- Native to: Chad, Cameroon
- Native speakers: (ca. 35,000 cited 1999–2000)
- Language family: Afro-Asiatic ChadicMasaSouthPeve–KaɗoPévé; ; ; ; ;

Language codes
- ISO 639-3: lme
- Glottolog: peve1243

= Peve language =

Afro-Asiatic language of Chad and Cameroon

The Pévé language, sometimes referred to as Lamé (the main dialect), is a member of the Masa branch of the Chadic family that is spoken in parts of Cameroon and the Republic of Chad.

==Varieties==
The term "Zime" is not used in Cameroon, but it is used by ALCAM (2012) to serve as a cover term for the Lame, Peve, and three varieties spoken in Cameroon. There are 5,720 speakers (SIL 2000). Zime is spoken in Cameroon in Bénoué department (Northern Region), along the Chadian border. It is also spoken in Chad. The dialects spoken in Cameroon are:

- Peve, in the north, straddling Bibemi Arrondissement (Bénoué Department) and Rey-Bouba Arrondissement (Mayo-Rey Department)
- Taari, in the central area, in Rey Bouba Arrondissement (Mayo-Rey Department) to the west of Bouba Njida National Park
- Lame, in Rey Bouba Arrondissement, but to the east of Bouba Njida National Park, in the Djibao (Dzipao) area. It is different from Lame of Nigeria.

==Sociolinguistic situation==
An Ethnologue survey in 1999 identified about 30,000 speakers of Pévé in the Republic of Chad and 6,000 speakers in the North and Far North regions of Cameroon (Ethnologue). Like most speakers of Chadic languages, Pévé speakers tend to be fluent in their language of heritage as well as the vehicular languages of their respective areas. These include the Mundang and Fula languages, both of which are members of the Niger-Congo language family, as well as French, English, and other languages. Unlike many neighboring languages, the number of speakers of Pévé appears to have increased over the past two decades.
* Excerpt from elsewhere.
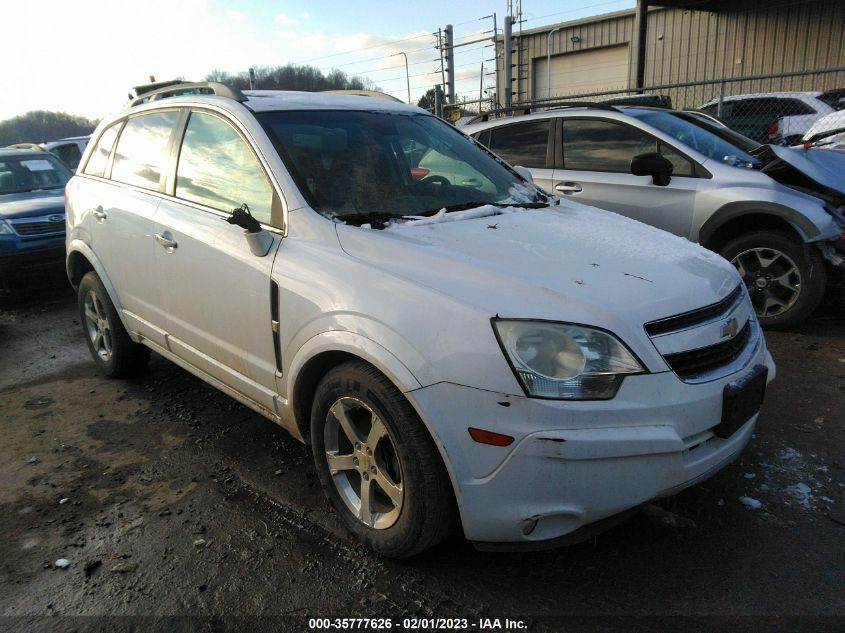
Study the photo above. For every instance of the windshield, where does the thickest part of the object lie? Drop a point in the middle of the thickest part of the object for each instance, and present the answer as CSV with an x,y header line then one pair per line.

This is in part due to the Comité pour le Promotion de la Langue et de la Culture Lamé (CPLCL), an organization based in Cameroon and Chad whose goal is to share and preserve cultural customs and traditions, including language use.

The name Lamé is also used for a dialect of the related Ngeté-Herdé language.

==Grammar==
Like other Chadic languages, Pévé has a rich set of grammatical forms and functions that differ from those of closely related languages, even though the related languages may be spoken just a few kilometers away. For example, Pévé differs from many Chadic languages in having a copula corresponding to ‘to be’. Unlike most languages with an inherent copula, the copula in Pévé can be used in reference to past or future time but not in reference to present time. Another interesting feature of Pévé is the use of pronouns to mark tense, mood, and aspect, along with the grammatical functions of subject and object. These and other unusual form-function relationships make Pévé a likely source for future linguistic studies.

==Phonology==
===Consonants===

Consonants of Pévé
|  |  | Labial | Alveolar |  | Post-alveolar | Velar | Glottal |
| plain | sibilant |
| Nasal |  | m | n |  |  | ŋ |  |
| Plosive | voiceless | p | t | ts | tʃ | k | ʔ |
| voiced | b | d | dz | dʒ | ɡ |  |
| implosive | ɓ | ɗ |  |  |  |  |
| Fricative | voiceless | f | ɬ | s |  |  | h |
| voiced | v | ɮ | z |  | ɣ |  |
| Trill |  |  | r |  |  |  |  |
| Approximant |  | w | l |  | j |  |  |

Contrary to previous assertions, Pévé does not "contrast" voiceless and voiced glottal fricatives ( vs. ). In fact, the "voiced glottal fricative" does not exist (either phonologically or phonemically) in the Pévé language.

===Vowels===
Peve has 5 vowels: /i/, /e/, /a/, /o/, /u/, plus their nasalized forms (/ĩ/, /ẽ/, /ã/, /õ/, /ũ/). The vowels /ɪ, ɛ, ɔ, ʊ/ occur as lax variations of their tense counterparts in closed syllables and occasionally in open syllables.

==Publications==
The grammatical and semantic forms and functions of Pévé, along with many cultural features, are described in detail in A Grammar of Pévé (see below), published in January 2020 by Brill Publishers. The volume, based on data gathered from 2012 to present, is written by Erin Shay, professor of linguistics at the University of Colorado, Boulder, in collaboration with Lazare Wambadang, a native speaker of Pévé, professional educator and president of Comité pour le Promotion de la Langue et de la Culture Lamé.